There's 2 hours I'll never get back again.
To begin the parade of annoyances, Cornel West got way too many lines this time and I couldn't help thinking that the limp, deadpan performance by the Crown Prince of Academia was actually one of the best in the film.
I have to give some kudos, though. The second best part of the film (you always have to give props to the CG department) was the acting by the traitor guy who does a dead-on impersonation of Hugo Weaving. It took me about 90 seconds to know he was channelling Smith. It took Neo 4 "Mr. Anderson"s and 2 roundhouse kicks to the head to figure it out. In his case, the acting was too good. Whoda thought?
If Neo and Trinity never told you they were in love, would you believe them? I thought from the beginning that their love was only because Trinity was the only chick on the ship. Neo would have fallen in love with Morpheus if Trinity weren't there. Her death scene was eternally long and too long in coming.
OK, explain this to me: A rag-tag bunch of humans living underground and having their civilization wiped out every few generations manage to build highly sophisticated robot-suits???
The special effects were breathtaking, but I found myself not caring a whit as to how they related to the story. If there was a story. Oh, and the Oracle had to re-form herself. I get it. It wasn't because the actress that played her last time died. It was all part of the story. Riiiiiight.
But to top it all off, here we have some sort of Messiah, a chosen one who sacrifices his sight, his lover and (probably) himself for . . . detente.

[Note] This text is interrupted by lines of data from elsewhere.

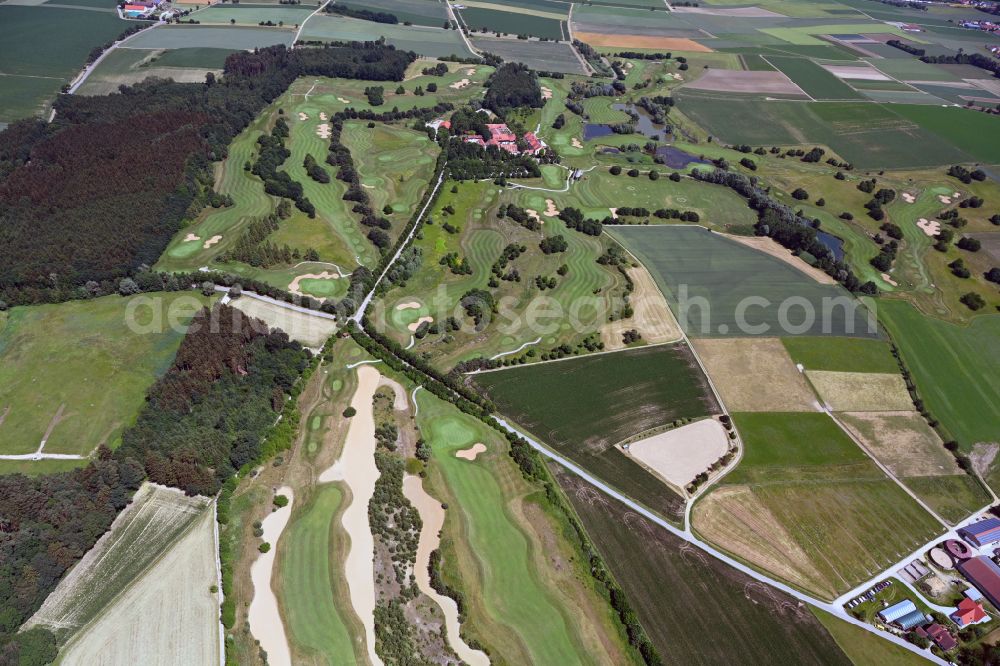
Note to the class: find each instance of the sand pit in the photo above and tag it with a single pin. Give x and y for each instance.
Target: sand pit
(360, 474)
(861, 391)
(325, 275)
(929, 227)
(263, 615)
(771, 247)
(432, 516)
(755, 375)
(651, 314)
(472, 452)
(412, 328)
(681, 454)
(642, 42)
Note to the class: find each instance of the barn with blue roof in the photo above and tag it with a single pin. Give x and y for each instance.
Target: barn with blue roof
(983, 532)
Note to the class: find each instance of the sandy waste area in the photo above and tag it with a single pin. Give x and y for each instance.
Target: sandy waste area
(263, 614)
(683, 453)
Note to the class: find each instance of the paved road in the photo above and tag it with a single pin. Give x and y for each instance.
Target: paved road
(686, 535)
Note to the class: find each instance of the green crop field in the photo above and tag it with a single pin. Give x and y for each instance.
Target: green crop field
(513, 605)
(813, 79)
(98, 385)
(419, 12)
(956, 369)
(718, 287)
(696, 609)
(308, 557)
(803, 485)
(432, 42)
(282, 15)
(237, 38)
(476, 18)
(842, 354)
(581, 407)
(867, 134)
(44, 48)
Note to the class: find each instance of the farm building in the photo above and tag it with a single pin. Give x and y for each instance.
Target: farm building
(968, 612)
(904, 615)
(982, 533)
(984, 574)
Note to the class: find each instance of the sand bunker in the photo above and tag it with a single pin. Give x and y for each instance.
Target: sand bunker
(360, 474)
(432, 516)
(325, 275)
(263, 615)
(929, 227)
(412, 328)
(681, 454)
(472, 452)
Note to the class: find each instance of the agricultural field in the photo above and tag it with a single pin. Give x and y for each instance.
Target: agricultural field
(109, 351)
(431, 42)
(785, 504)
(527, 598)
(157, 527)
(954, 368)
(582, 407)
(708, 280)
(30, 76)
(665, 580)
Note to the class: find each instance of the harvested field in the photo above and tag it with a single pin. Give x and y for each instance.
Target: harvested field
(696, 609)
(772, 248)
(310, 330)
(861, 391)
(150, 526)
(642, 42)
(652, 317)
(770, 82)
(167, 610)
(681, 454)
(902, 441)
(582, 406)
(755, 375)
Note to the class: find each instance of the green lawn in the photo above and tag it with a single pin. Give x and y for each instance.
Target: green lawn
(581, 407)
(83, 357)
(511, 604)
(842, 354)
(308, 552)
(956, 369)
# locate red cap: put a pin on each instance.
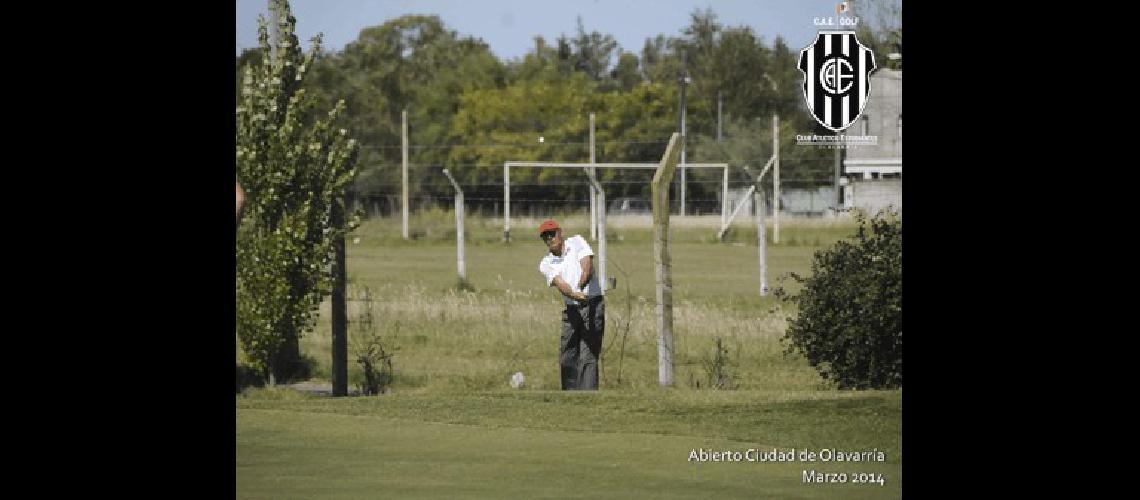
(548, 226)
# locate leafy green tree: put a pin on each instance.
(626, 75)
(294, 172)
(849, 324)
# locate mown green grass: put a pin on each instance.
(453, 339)
(555, 444)
(450, 427)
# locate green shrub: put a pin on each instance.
(849, 324)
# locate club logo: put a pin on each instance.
(836, 70)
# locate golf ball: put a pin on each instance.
(518, 379)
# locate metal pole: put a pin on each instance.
(274, 30)
(661, 262)
(405, 171)
(506, 202)
(724, 196)
(775, 179)
(593, 195)
(836, 182)
(461, 261)
(683, 82)
(601, 228)
(762, 244)
(340, 368)
(718, 116)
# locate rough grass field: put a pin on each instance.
(453, 427)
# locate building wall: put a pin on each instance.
(881, 115)
(874, 195)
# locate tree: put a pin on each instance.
(851, 310)
(880, 27)
(294, 172)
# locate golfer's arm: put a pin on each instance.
(587, 267)
(562, 286)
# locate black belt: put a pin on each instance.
(589, 301)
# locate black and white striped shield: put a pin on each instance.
(837, 71)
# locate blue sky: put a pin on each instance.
(509, 26)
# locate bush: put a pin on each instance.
(849, 324)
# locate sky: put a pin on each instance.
(509, 26)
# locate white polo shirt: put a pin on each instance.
(569, 267)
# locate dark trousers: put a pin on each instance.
(580, 346)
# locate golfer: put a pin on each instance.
(569, 267)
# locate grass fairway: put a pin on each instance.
(553, 444)
(450, 427)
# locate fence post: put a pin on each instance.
(506, 202)
(593, 195)
(760, 237)
(660, 188)
(340, 374)
(775, 179)
(458, 227)
(601, 228)
(405, 171)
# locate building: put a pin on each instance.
(872, 175)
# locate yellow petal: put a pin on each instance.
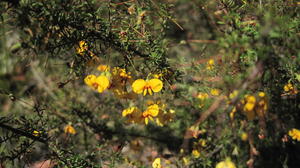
(102, 82)
(149, 91)
(153, 110)
(138, 86)
(155, 84)
(156, 163)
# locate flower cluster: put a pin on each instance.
(115, 80)
(289, 89)
(82, 48)
(69, 129)
(118, 81)
(154, 112)
(226, 164)
(210, 64)
(295, 134)
(250, 105)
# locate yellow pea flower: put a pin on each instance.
(295, 134)
(226, 164)
(82, 48)
(202, 96)
(196, 153)
(99, 83)
(36, 133)
(156, 163)
(68, 129)
(244, 136)
(133, 114)
(151, 111)
(141, 86)
(89, 80)
(215, 92)
(103, 68)
(210, 64)
(250, 103)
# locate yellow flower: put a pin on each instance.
(202, 142)
(163, 117)
(196, 153)
(244, 136)
(261, 94)
(159, 75)
(151, 111)
(202, 96)
(250, 103)
(215, 92)
(156, 163)
(210, 64)
(288, 87)
(295, 134)
(186, 161)
(99, 83)
(226, 164)
(68, 129)
(89, 80)
(233, 94)
(232, 113)
(141, 86)
(103, 68)
(36, 133)
(133, 114)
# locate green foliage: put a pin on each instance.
(202, 50)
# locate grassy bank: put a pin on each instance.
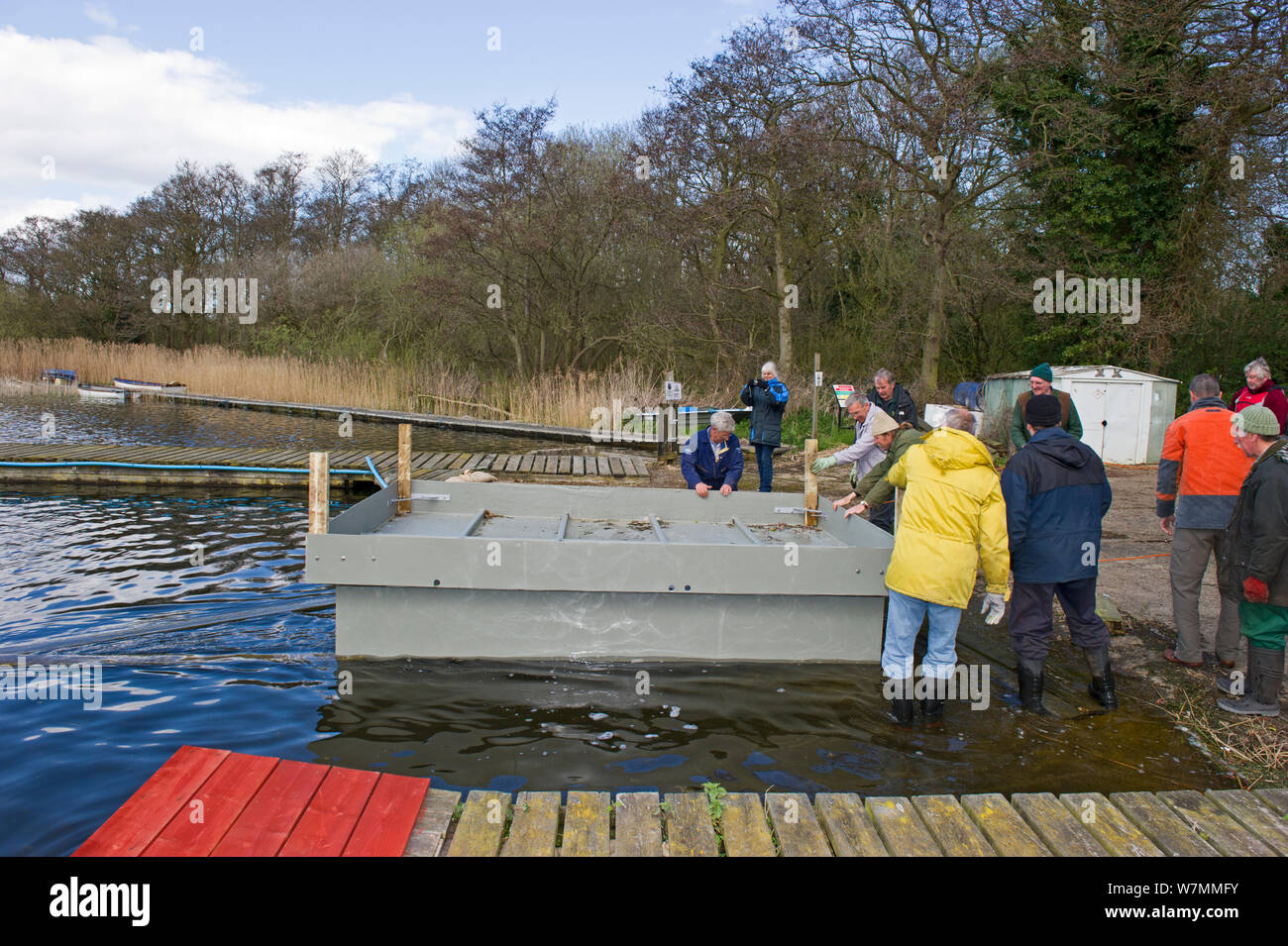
(559, 399)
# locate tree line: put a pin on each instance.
(880, 180)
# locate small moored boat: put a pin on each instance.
(150, 386)
(99, 392)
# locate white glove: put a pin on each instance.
(995, 606)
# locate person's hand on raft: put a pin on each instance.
(702, 489)
(857, 510)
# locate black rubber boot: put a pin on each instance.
(901, 706)
(932, 704)
(1102, 686)
(1265, 678)
(1031, 681)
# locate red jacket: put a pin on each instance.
(1201, 472)
(1271, 395)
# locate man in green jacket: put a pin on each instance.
(1039, 382)
(876, 490)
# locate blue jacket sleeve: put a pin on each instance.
(1016, 494)
(734, 463)
(688, 459)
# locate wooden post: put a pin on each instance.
(403, 469)
(810, 481)
(814, 382)
(320, 491)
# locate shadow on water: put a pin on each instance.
(803, 727)
(236, 652)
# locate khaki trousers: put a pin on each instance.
(1190, 553)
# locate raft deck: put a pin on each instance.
(259, 806)
(526, 571)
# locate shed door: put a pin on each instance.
(1089, 396)
(1122, 424)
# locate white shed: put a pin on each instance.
(1124, 412)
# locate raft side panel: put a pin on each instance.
(532, 624)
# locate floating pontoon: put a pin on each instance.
(523, 571)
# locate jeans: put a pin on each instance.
(903, 623)
(765, 467)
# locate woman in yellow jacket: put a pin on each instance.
(952, 517)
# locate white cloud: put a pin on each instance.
(116, 119)
(13, 211)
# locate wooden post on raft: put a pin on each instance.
(403, 469)
(810, 482)
(320, 491)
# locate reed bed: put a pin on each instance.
(1253, 747)
(555, 399)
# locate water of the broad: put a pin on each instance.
(232, 649)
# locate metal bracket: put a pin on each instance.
(442, 497)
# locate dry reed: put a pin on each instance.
(557, 399)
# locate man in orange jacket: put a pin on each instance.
(1199, 476)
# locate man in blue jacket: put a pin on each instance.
(1056, 494)
(712, 459)
(767, 396)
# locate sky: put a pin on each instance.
(101, 99)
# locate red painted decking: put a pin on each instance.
(213, 802)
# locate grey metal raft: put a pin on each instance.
(524, 571)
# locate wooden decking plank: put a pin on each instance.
(1004, 828)
(1262, 821)
(587, 825)
(1160, 825)
(196, 829)
(742, 822)
(849, 829)
(901, 828)
(268, 819)
(326, 825)
(1216, 825)
(951, 826)
(638, 825)
(1275, 798)
(133, 826)
(1056, 828)
(432, 824)
(480, 829)
(535, 826)
(797, 825)
(390, 813)
(688, 825)
(1108, 825)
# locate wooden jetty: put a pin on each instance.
(287, 468)
(259, 806)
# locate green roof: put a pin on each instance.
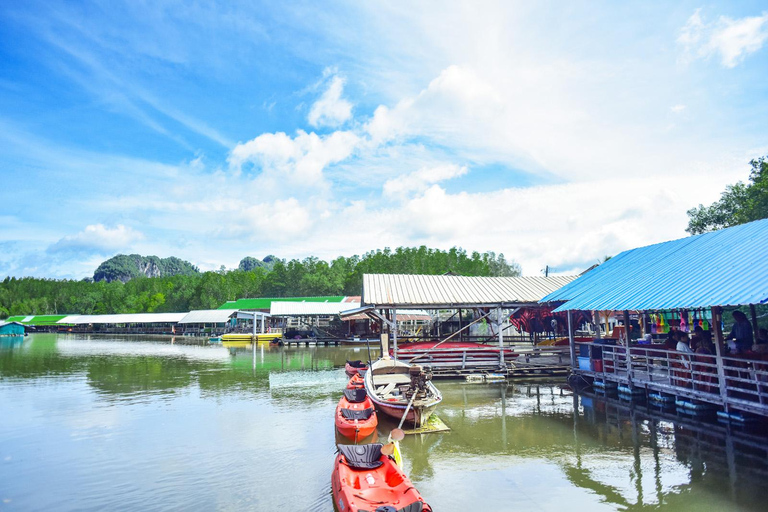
(35, 319)
(266, 302)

What the hell is that? No great revival of the human race. No revolution against the machines. No revelation that the real world was just another level of the Matrix and Neo's journey was pointless. Nothing interesting, just a promise by the architect to leave Zion alone and to release the humans if they manage to one day become self-aware and want to leave the Matrix. (I suppose they'd have to go through that red pill/blue pill nonsense.)
What a rip-off! These idiots were celebrating because they get to live in squalor cowering from the all-powerful (and all-benevolent, apparently) machine.
Of course, if the Whatchamacallit brothers actually intended that, it would be a brilliant and highly cynical take on the nature of man and God.
Somehow, I don't think so.
Oh, well, at least one of the villains was French.
"Everything that has a beginning, has an end." Mercifully.